In qualità di difensore delle donne e delle persone di colore a Hollywood, che consiglio daresti ai cineasti marocchini che vogliono entrare nella scena cinematografica globale e avere un impatto?

Penso che per andare avanti in qualsiasi campo sia fondamentale creare una comunità e ricordarsi che non si è soli. Devi circondarti di persone che la pensano allo stesso modo. Ciò rende il processo più veloce e più gioioso che affrontare tutto da soli. Da parte mia, ero circondato da un gruppo di registi principianti e ci sostenevamo a vicenda. Eravamo presenti l’uno durante gli scatti dell’altro. Anche senza aver frequentato una scuola di cinema, e con pochi mezzi, ho avuto questo sostegno e questo cameratismo. Mi ha portato a connessioni internazionali, festival cinematografici e nuove voci. Questo è ciò che consiglio

Beh, questa non è la tua prima volta a Marrakech, immagino?

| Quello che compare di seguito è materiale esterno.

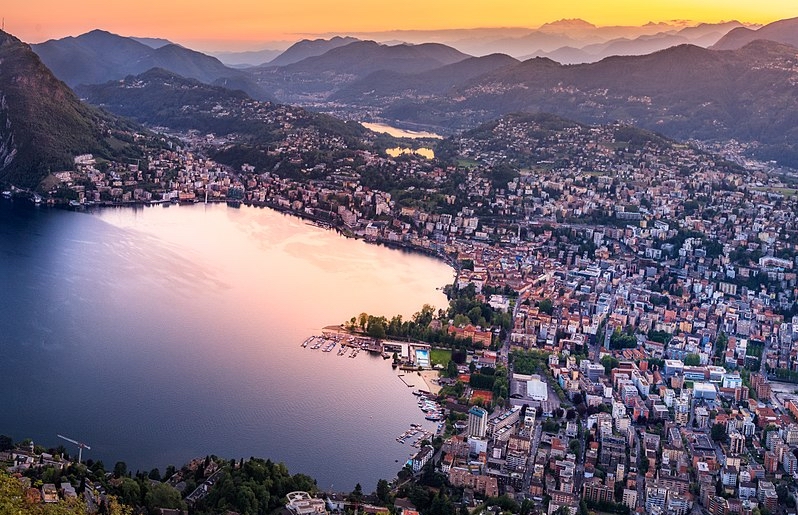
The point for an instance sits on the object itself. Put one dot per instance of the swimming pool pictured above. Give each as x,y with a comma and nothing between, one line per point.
422,358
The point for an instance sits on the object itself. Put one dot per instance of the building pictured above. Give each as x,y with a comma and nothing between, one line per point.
422,457
301,503
629,498
736,443
790,463
537,389
655,498
613,451
593,490
477,422
463,478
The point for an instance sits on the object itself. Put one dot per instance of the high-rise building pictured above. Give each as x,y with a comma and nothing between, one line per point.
477,422
736,443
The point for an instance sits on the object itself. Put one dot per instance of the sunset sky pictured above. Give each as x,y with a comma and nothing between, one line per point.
248,24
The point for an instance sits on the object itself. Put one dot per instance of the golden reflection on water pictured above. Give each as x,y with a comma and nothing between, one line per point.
423,152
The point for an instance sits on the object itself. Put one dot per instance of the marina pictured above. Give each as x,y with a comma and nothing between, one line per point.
416,434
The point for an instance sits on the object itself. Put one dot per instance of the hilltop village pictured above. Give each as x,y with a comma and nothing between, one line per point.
649,286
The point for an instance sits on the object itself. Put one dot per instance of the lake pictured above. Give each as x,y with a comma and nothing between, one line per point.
159,334
399,133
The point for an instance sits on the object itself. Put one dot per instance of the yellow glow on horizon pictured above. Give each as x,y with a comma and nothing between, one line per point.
256,21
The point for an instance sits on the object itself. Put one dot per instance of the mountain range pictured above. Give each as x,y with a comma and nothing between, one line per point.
683,92
783,31
43,124
568,41
744,87
315,78
99,56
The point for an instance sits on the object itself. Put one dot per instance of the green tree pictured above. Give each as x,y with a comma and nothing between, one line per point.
383,491
718,432
609,363
357,493
161,495
120,469
6,443
451,369
692,360
376,329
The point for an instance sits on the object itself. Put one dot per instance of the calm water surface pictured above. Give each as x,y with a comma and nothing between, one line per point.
160,334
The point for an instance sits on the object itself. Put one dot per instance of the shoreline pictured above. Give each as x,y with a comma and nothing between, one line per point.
315,220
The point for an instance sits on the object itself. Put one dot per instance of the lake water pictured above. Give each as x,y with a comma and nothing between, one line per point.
423,151
399,133
160,334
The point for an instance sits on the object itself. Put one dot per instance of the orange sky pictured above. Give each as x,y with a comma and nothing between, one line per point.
249,23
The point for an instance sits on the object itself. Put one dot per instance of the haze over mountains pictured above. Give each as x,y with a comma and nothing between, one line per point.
43,124
737,89
99,56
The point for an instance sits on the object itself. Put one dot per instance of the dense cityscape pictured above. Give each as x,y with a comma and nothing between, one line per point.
650,289
621,327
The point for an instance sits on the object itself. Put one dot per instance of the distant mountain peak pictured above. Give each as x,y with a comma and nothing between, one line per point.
567,24
43,124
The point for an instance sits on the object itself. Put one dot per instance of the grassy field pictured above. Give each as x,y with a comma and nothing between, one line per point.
440,356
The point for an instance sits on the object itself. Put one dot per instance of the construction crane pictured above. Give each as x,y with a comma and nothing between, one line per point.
80,445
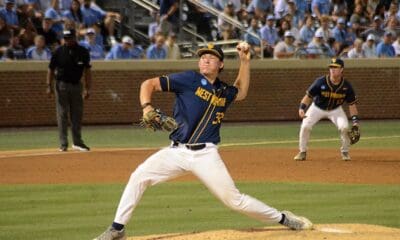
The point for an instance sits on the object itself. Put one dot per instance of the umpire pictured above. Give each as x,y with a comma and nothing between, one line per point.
67,65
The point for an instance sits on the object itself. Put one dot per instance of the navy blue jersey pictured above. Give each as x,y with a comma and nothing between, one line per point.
328,96
199,106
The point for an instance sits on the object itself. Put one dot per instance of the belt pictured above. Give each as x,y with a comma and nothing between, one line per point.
193,147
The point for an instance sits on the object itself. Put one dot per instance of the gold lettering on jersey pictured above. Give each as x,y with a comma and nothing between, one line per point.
203,94
333,95
208,96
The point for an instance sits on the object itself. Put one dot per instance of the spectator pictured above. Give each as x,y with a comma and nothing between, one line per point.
357,51
260,8
396,46
226,30
157,50
172,48
369,47
39,51
285,48
320,7
55,15
351,35
339,9
371,8
359,16
393,26
15,51
74,13
92,14
307,31
281,8
269,36
27,35
324,28
125,50
154,27
95,50
254,42
169,16
376,29
385,49
50,36
5,33
318,48
10,14
339,32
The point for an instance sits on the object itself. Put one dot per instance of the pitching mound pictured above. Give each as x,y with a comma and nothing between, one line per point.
325,231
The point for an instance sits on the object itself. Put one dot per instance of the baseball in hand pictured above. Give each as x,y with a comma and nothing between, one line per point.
243,46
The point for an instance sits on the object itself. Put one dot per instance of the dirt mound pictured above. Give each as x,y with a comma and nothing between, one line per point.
323,231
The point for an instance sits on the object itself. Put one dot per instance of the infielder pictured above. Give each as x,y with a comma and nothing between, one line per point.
201,101
326,96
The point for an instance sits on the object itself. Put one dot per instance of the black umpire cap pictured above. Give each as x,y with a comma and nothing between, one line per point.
212,49
336,62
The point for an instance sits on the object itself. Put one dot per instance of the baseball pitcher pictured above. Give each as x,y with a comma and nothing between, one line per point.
201,102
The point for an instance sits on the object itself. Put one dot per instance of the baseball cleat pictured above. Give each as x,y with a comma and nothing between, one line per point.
301,156
346,156
112,234
81,147
296,222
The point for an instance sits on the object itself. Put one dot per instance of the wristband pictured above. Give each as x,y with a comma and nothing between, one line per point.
145,105
303,106
354,119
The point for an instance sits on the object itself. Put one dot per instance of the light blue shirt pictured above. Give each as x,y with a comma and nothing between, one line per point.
117,52
153,52
53,14
10,16
339,35
96,51
92,15
251,39
269,34
306,34
323,6
33,54
385,50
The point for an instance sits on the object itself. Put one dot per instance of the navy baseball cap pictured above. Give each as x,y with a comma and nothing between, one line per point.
336,62
212,49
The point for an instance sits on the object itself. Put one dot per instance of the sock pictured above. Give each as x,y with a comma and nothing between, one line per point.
117,226
283,219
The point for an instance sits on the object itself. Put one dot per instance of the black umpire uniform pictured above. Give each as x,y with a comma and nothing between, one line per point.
67,65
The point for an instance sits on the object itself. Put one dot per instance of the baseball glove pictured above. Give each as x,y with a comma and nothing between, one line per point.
354,134
158,121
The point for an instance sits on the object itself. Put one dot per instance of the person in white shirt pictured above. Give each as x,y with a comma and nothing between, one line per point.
356,51
396,46
369,47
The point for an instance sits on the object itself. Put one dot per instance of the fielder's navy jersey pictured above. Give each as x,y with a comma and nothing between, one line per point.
199,106
328,96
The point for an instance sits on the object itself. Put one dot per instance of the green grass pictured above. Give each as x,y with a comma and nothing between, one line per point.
286,134
83,211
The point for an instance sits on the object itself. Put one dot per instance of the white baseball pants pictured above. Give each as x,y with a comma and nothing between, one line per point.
314,115
207,165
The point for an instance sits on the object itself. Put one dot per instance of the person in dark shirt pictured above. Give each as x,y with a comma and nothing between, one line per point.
325,98
50,36
201,102
67,65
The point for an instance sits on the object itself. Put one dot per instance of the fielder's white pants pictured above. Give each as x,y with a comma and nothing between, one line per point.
207,165
314,115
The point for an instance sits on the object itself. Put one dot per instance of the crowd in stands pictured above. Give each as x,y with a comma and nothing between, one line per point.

Sì, è la mia prima volta a Marrakech, sia in Nord Africa che in Marocco. Ho esplorato altre parti del continente, ma non sono mai stato qui. Il programma del festival era piuttosto fitto, ma ho avuto l’opportunità di scoprire alcuni posti della città. Mi piace fare cose varie. Ho visitato la medina, ho gustato piatti deliziosi, ma mi piace anche andare nei luoghi in cui le persone vivono realmente. Mi è piaciuto passeggiare per questa vibrante città. Vengo da Los Angeles e vorrei che le nostre strade avessero così tanta energia. Mi ricorda un po’ l’energia di New York, dove la città ti circonda non appena esci in strada. È diverso, certo, ma lo spirito è lo stesso. Adoro questo posto.